Pode ser interessante para o credor, nesse caso, estipular especificamente para qual finalidade será utilizado o valor (ex.: capital de giro, marketing, aquisição de máquina, dentre outros). Por outro lado, pode ser interessante ao devedor definir a forma pela qual será efetuado o desembolso (em quantas parcelas, valores e o que ocorrerá caso este cronograma não seja respeitado).

Além disso, será necessário, a interesse do credor, que o contrato fixe a forma de correção do valor emprestado – o devedor deverá levar isso em conta na hora de contratar para que consiga visualizar exatamente o valor com o qual está se comprometendo. Mais importante do que todos os pontos levantados acima, será imprescindível às duas partes definir a quantidade de quotas que serão adquiridas em caso de não pagamento da dívida no prazo acordado. Lembre-se: a quantidade de quotas pode influenciar na tomada de decisões da startup. De um lado, para o empreendedor pode ser algo negativo compartilhar a tomada de decisões com o investidor.

Por outro lado, para o investidor pode ser que um investimento não se torne atrativo caso não possua autoridade suficiente para tomar decisões no caso da devedora não cumprir o prazo para pagamento da dívida e ter de ser exercido o step-in right.

No entanto, vale dizer que, em minha opinião, o fato do investidor fazer parte da startup não é algo ruim: o bom investidor é aquele que não vai trazer apenas capital, mas contatos, mentoria e dicas de gestão ao negócio, fato pelo qual o ingresso dele na sociedade pode ser um estímulo para que este tome todas as medidas para que a startup vingue. Todos esses pontos deverão ser considerados pela startup que deseja efetuar este tipo de “financiamento”.
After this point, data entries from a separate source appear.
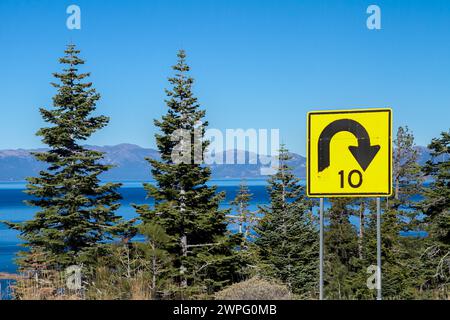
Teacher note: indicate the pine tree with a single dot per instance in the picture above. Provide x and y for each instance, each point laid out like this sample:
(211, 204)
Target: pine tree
(185, 206)
(77, 213)
(400, 267)
(287, 240)
(243, 217)
(436, 208)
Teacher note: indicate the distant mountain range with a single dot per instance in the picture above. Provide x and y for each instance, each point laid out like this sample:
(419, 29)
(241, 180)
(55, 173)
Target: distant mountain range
(130, 164)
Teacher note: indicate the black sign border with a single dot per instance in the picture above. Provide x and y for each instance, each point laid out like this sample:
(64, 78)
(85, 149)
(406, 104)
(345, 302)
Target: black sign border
(362, 194)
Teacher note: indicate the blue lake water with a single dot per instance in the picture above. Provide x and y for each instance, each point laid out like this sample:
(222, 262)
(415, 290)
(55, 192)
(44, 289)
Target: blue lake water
(12, 208)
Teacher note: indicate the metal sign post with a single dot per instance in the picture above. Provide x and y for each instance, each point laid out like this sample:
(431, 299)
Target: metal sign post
(378, 249)
(321, 252)
(349, 154)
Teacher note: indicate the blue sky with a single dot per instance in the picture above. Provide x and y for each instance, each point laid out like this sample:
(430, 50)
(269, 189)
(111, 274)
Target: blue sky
(257, 63)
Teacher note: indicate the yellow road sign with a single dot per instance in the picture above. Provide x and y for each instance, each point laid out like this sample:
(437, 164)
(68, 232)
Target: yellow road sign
(349, 153)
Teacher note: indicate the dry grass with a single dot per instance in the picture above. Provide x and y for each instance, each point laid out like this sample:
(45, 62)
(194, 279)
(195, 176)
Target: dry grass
(255, 289)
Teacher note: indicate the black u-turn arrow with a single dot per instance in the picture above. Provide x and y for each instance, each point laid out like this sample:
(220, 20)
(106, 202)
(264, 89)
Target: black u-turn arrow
(363, 153)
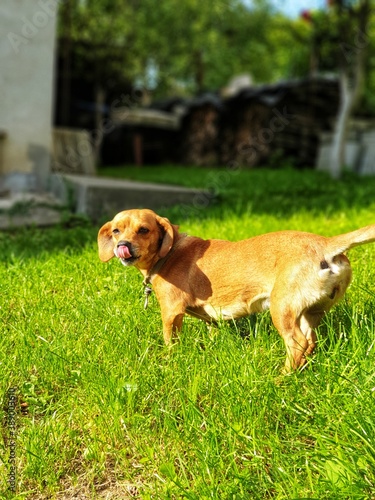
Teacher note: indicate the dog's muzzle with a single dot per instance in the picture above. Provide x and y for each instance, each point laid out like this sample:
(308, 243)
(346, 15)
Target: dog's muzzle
(124, 252)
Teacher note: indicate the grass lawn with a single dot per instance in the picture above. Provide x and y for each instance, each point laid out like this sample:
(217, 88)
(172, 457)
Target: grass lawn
(101, 409)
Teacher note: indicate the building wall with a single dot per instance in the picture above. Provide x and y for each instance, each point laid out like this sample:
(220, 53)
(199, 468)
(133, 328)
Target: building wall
(27, 49)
A recente exposição oferecida à dívida conversível no cenário das startups pode ter como razão a opção das aceleradoras e investidores em adotar este modelo por conta da maior familiaridade com esta estrutura. No entanto, isto não significa que outros modelos não possam ser adotados ou, até mesmo, que outros modelos não podem ser preferíveis. Trata-se de uma questão de negociação, oportunidade e estratégia a ser definida entre as partes.